HARARE – The public is getting frustrated by the drive against corruption which has become more about creating media hype and less about nailing the suspects, Chief Justice Luke Malaba has said.
Speaking at a Judicial Service Commission (JSC) workshop in the capital yesterday Malaba said cases of corruption must be dealt with decisively by the courts, further noting the crime has negative implications on the economy.
This comes as President Emmerson Mnangagwa has said he was taking his campaign against rampant government corruption to a new level when – after years of blunted attempts to end graft – he recently decided to take down former high-ranking Cabinet ministers.
But there have been no high-profile convictions since he took office even though Mnangagwa touts his anti-corruption campaign as the boldest and most serious that Zimbabwe has ever experienced.
This comes amid concerns that investigators are failing to build up watertight cases before calling the graft-accused in for questioning.
Malaba said remanding and postponing is not the core business of the courts; but to protect justice and to flush out criminals.
“We have been laundering criminals. Excitement and expectations are being made in the media but then things start to happen. Bail is granted then it is remand and remand and remand,” a straight-talking Malaba said.
“After sometime, nothing about the cases is heard and this benefits the criminal. All the system has done is just to facilitate the laundering of criminals until the criminal becomes a clean citizen.
“Let us not be placed in the roles of facilitating the laundering of criminals.
“In Bulawayo I did say that whether you are a lawyer, judge or magistrate, you must know it is our duty to deal effectively with corruption and I repeat the same words to you today.”
The chief justice said economic development cannot be expected without rule of law.
“Corruption is an anti-thesis of the rule of law. This fight is no light fight; it’s a fight we must bear. If we don’t, there will be no foreign direct investment.
“People do not invest in a country where there is high corruption; they know their money will go into people’s pockets,” he said.
Adding; judicial officers must be able to understand the intricacies of dealing with corruption cases.
“You are not there to be influenced by the status of the person before you; you might have known him as minister so and so. You don’t have to think of the person but the allegations of misconduct against the person before you.
“We don’t want to hear of cases that are rolled over and over and over…like we are afraid of something.”
The chief justice said corruption undermines the confidence of a judiciary officer and acknowledged that this crime is an international problem.
He called on magistrates to pass appropriate sentences where an accused person has been properly convicted of corruption.
Malaba said the sentences imposed by the courts must reflect the government and society’s expectations on the punishment meted out to offenders.
“Who are you protecting? Once you convict people of corruption, we expect to see sentences that are sufficiently severe to send out a message that crime cannot be tolerated. We want courageous magistrates,” he said.

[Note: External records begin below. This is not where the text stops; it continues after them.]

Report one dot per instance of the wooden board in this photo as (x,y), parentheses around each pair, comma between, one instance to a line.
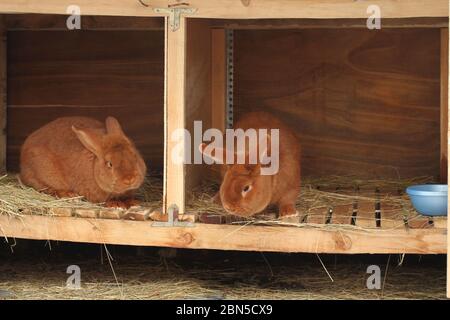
(240,9)
(3,96)
(174,114)
(362,102)
(198,92)
(89,73)
(444,104)
(260,24)
(58,22)
(225,237)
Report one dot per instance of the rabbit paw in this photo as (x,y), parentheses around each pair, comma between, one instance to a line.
(289,210)
(124,204)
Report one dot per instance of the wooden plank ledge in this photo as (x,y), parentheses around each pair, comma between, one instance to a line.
(235,9)
(226,237)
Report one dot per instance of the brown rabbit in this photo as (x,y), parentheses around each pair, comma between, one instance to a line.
(244,191)
(79,156)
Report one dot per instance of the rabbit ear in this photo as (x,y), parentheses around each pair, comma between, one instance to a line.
(202,148)
(90,140)
(113,126)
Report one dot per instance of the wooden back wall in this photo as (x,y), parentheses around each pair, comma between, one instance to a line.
(90,73)
(362,102)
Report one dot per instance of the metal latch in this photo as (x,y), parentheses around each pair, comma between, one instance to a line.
(172,219)
(174,15)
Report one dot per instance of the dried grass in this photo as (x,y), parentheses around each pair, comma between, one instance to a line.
(316,194)
(151,279)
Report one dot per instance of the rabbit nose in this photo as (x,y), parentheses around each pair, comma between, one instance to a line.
(129,180)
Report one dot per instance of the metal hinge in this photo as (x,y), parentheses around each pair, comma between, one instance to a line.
(174,15)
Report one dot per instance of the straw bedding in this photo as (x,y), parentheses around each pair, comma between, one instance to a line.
(153,279)
(316,194)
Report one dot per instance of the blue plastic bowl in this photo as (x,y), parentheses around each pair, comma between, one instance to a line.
(429,199)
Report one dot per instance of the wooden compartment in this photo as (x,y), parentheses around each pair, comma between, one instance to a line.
(365,90)
(114,66)
(366,104)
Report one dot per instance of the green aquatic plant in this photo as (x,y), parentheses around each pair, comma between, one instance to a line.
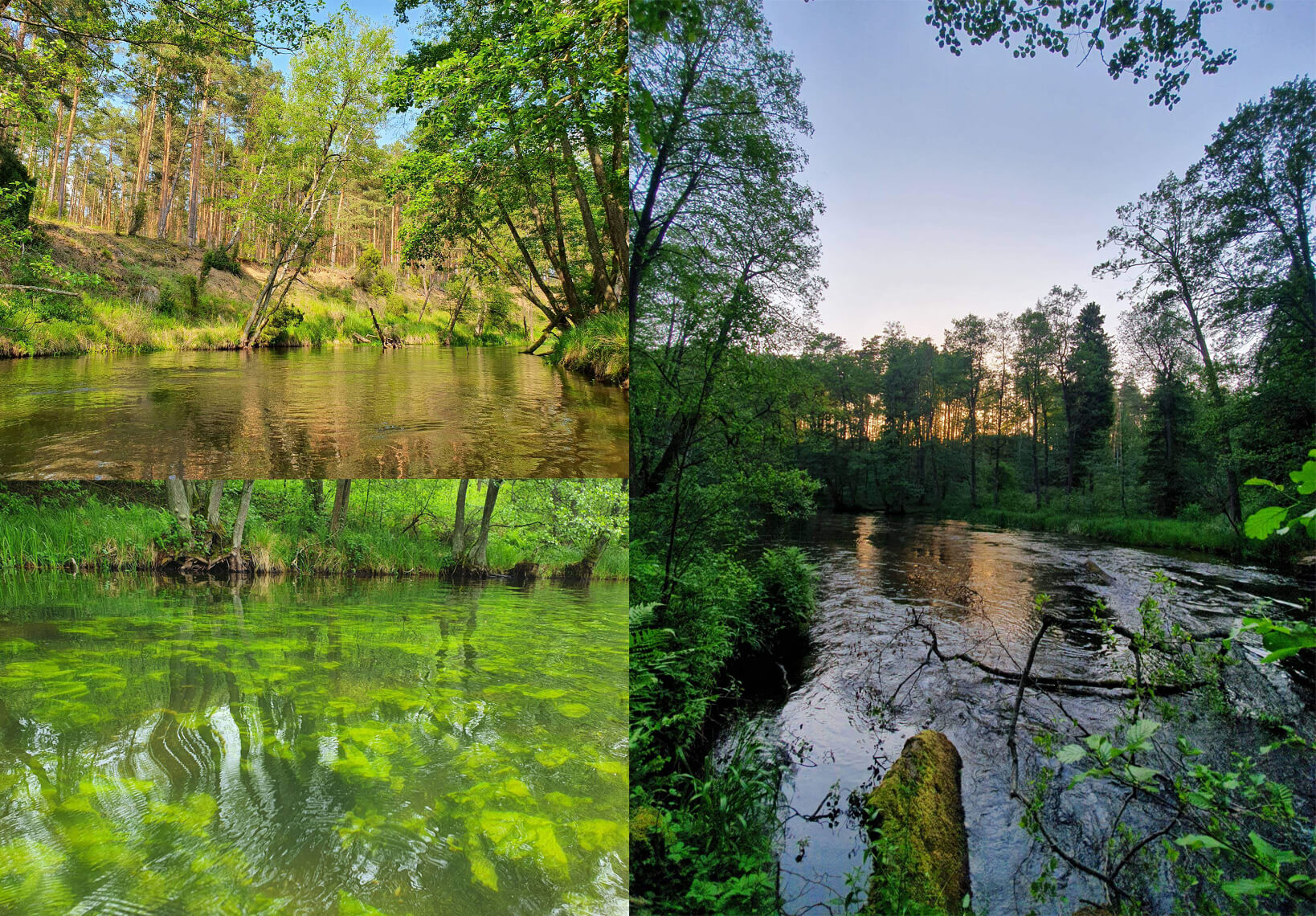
(253,749)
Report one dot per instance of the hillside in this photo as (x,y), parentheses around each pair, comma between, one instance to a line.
(141,294)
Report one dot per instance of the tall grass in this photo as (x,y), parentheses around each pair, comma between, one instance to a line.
(282,534)
(90,534)
(599,348)
(1208,536)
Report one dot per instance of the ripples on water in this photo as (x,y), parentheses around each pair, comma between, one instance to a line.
(311,748)
(345,412)
(977,588)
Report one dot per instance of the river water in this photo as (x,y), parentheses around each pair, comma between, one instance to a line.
(975,587)
(334,412)
(315,746)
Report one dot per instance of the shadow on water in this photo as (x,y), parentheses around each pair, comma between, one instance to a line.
(841,728)
(311,746)
(349,412)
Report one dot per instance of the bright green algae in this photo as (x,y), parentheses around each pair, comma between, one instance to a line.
(352,746)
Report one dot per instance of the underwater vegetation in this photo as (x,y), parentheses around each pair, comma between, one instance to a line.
(352,746)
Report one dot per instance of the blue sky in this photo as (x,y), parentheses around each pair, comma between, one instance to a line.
(977,183)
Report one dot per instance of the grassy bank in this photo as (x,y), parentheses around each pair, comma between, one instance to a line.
(391,528)
(141,295)
(599,348)
(1206,534)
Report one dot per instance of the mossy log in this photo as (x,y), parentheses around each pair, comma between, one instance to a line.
(919,816)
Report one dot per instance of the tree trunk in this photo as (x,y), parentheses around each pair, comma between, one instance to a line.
(54,152)
(194,186)
(460,520)
(338,515)
(478,553)
(316,489)
(337,219)
(175,494)
(212,511)
(239,524)
(68,142)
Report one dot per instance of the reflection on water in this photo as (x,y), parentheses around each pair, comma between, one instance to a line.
(349,412)
(977,588)
(311,748)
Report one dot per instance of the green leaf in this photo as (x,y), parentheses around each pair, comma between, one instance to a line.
(1141,732)
(1264,523)
(1285,641)
(1142,774)
(1200,841)
(1305,478)
(1268,853)
(1070,754)
(1249,886)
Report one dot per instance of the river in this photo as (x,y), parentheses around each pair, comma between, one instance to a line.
(975,587)
(313,746)
(332,412)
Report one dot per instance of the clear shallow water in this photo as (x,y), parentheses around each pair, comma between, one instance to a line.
(975,588)
(311,748)
(337,412)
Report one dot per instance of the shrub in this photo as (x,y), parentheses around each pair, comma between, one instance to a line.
(220,258)
(278,330)
(366,266)
(382,283)
(785,604)
(599,348)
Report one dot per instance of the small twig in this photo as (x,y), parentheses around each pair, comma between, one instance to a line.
(55,292)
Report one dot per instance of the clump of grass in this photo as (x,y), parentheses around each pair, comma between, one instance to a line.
(1211,536)
(599,348)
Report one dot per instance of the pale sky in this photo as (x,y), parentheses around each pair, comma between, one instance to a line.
(977,183)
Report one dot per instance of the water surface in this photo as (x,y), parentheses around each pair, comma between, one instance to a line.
(975,587)
(334,412)
(311,748)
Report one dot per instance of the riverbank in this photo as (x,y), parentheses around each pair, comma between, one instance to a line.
(1210,536)
(600,349)
(406,532)
(140,295)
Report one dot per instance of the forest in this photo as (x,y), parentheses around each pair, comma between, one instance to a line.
(255,174)
(575,530)
(1183,425)
(239,697)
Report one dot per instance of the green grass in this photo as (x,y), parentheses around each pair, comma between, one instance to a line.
(107,530)
(115,324)
(599,348)
(141,295)
(1208,534)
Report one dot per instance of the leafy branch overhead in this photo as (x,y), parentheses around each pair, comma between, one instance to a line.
(1149,39)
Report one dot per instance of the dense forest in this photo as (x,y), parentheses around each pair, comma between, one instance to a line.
(575,530)
(746,412)
(1207,379)
(261,141)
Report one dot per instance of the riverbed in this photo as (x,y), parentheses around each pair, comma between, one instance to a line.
(841,730)
(313,746)
(330,412)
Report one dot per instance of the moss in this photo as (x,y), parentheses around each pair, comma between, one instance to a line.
(918,811)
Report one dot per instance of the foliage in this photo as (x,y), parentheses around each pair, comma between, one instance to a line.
(520,146)
(600,348)
(474,728)
(367,265)
(220,258)
(1228,833)
(1148,39)
(390,528)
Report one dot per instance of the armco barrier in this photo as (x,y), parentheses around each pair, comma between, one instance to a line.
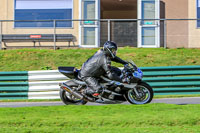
(44,84)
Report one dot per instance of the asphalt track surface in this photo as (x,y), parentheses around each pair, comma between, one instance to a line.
(178,101)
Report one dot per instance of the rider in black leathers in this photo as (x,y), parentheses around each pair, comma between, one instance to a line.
(100,64)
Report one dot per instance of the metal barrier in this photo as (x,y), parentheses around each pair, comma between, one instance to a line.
(170,80)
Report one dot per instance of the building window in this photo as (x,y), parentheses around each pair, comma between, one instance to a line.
(198,13)
(43,10)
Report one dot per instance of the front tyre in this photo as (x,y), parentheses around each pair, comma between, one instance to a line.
(69,99)
(145,94)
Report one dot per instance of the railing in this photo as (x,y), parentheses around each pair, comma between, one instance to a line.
(125,32)
(173,80)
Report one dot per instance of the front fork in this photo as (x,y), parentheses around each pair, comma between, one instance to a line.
(136,92)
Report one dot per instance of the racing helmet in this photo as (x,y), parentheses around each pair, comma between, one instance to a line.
(110,48)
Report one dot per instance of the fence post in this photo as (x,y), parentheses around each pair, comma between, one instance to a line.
(109,30)
(0,35)
(165,35)
(54,35)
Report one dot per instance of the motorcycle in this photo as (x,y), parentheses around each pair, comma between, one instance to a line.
(135,91)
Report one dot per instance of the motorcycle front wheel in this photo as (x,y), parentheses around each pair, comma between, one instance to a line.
(145,94)
(69,99)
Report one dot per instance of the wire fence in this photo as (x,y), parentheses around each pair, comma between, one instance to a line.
(170,33)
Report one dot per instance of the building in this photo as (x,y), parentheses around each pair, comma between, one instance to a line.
(171,33)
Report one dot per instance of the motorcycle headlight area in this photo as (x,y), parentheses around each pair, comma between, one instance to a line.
(138,74)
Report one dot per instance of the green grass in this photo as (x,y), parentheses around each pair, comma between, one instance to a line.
(151,118)
(37,59)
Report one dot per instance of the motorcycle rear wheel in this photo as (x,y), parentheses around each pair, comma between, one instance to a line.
(145,94)
(68,99)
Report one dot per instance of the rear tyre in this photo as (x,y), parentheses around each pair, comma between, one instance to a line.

The chief justice said threats and intimidation are part of the job in which officers must remain firm, adding that he is expecting positive results in the next 18 months.
He said more specialised courts are expected to be created in all provinces, where he will appoint “youngsters” to deal with cases of corruption.
Justice, Legal and Parliamentary Affairs Minister Ziyambi Ziyambi said the fight against corruption is one of the key objectives of the new dispensation, noting that Mnangagwa is in full support of the JSC.
Ziyambi said fighting corruption is central to the goals of the new economic blue print, the Transitional Stabilisation Programme (TSP).
He said government is aware of remuneration issues of magistrates and is working flat out to address them.
The minister encouraged the investigations department to do a thorough job so as to enable magistrates to adequately deal with corruption cases.
The two-day JSC workshop is focused on training magistrates on dealing with cases of corruption which is viewed as one of the biggest threats to the resuscitation of the economy.
Various stakeholders including the Zimbabwe Republic Police (ZRP); Zimbabwe Anti-Corruption Commission (Zacc) and the National Prosecuting Authority (NPA) were present to deliberate on the subject.